Personal site of Levi Neuwirth — essays, blog posts, poetry, fiction, and music. Built with Hakyll and Pandoc, with a custom build system in build/ and a Haskell + JS + Python toolchain.

Quickstart

make build              # one-shot production build into _site/
make dev                # dev build (drafts visible) + local server on :8000
make watch              # cabal-watch rebuild (drafts visible)
make clean              # cabal run site -- clean
make deploy             # clean → build → sign → push → rsync to VPS

make build always runs make clean implicitly when invoked from make deploy. For day-to-day work, prefer make dev (which serves the site on http://localhost:8000) or make watch (rebuilds on save without a server).

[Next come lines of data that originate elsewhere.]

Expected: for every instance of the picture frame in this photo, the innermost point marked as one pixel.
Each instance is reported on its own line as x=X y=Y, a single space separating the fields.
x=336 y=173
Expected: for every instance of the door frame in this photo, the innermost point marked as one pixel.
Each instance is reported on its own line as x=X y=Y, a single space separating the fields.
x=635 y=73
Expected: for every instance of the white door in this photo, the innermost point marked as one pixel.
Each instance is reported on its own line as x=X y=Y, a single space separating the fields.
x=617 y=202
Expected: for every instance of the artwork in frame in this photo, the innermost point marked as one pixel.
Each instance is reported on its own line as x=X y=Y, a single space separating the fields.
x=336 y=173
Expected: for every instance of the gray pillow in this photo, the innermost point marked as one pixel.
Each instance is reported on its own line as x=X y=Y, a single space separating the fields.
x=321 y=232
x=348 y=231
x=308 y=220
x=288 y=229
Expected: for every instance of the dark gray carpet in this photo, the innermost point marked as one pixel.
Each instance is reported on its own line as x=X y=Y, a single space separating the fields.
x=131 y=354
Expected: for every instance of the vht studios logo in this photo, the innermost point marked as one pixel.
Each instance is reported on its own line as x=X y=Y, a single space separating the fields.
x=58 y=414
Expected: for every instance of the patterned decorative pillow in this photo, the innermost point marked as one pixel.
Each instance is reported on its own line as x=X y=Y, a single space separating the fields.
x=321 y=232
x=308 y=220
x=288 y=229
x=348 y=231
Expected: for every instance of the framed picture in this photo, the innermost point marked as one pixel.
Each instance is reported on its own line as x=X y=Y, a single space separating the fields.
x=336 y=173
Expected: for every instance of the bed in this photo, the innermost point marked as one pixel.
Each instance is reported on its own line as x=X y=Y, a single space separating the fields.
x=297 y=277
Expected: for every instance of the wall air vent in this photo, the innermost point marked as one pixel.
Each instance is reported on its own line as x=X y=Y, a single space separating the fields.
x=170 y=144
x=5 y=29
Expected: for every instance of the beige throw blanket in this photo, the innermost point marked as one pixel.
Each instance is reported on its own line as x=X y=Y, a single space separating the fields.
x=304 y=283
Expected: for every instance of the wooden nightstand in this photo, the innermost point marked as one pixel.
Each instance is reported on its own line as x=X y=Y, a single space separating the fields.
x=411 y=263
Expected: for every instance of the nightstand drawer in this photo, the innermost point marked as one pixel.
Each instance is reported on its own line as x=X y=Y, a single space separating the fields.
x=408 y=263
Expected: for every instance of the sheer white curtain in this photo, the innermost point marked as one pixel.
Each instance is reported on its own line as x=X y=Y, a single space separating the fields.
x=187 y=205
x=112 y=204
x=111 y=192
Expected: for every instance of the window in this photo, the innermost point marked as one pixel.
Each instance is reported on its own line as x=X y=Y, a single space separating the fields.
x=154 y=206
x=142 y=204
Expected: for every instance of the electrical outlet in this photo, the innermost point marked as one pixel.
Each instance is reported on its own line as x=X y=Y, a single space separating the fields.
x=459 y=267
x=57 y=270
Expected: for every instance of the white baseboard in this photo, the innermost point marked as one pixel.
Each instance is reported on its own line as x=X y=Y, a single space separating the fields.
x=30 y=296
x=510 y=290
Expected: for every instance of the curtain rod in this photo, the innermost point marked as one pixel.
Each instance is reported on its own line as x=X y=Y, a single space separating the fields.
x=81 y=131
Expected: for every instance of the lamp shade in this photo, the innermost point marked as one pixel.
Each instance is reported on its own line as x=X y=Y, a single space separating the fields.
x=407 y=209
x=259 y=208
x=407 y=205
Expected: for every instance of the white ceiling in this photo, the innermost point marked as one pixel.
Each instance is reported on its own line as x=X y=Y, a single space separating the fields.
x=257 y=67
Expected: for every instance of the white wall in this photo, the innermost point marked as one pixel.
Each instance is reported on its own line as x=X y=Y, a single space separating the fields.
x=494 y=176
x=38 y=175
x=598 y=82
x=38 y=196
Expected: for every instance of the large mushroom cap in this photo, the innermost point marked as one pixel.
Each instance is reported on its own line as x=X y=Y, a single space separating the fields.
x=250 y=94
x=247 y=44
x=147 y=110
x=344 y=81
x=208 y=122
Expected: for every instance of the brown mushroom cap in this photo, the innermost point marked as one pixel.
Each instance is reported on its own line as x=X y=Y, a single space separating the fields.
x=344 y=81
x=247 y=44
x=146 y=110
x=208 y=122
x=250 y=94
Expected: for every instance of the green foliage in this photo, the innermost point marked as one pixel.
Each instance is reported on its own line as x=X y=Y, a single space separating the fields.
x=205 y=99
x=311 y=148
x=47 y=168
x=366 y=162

Run make build any time you add or replace binary assets (JPEG/PNG figures, PDFs, music assets). make dev and make watch skip the convert-images.sh / pdf-thumbs preprocessing steps, so a fresh JPEG will have no .webp companion and a fresh PDF will have no thumbnail until a full make build regenerates them. Once the companions exist they survive subsequent make dev runs.

Optional features

  • Similar-links and embeddings. tools/embed.py precomputes page-level embeddings for the "Related" block. To enable:

    uv sync                 # creates .venv with sentence-transformers, faiss-cpu
    

    The build silently skips embedding when .venv is absent.

  • Client-side semantic search. Downloads a quantized ONNX model used by static/js/semantic-search.js (run once; files are gitignored):

    make download-model
    
  • Image conversion. make build calls tools/convert-images.sh to produce .webp companions next to every JPEG/PNG. Requires cwebp (libwebp on Arch, webp on Debian/Ubuntu).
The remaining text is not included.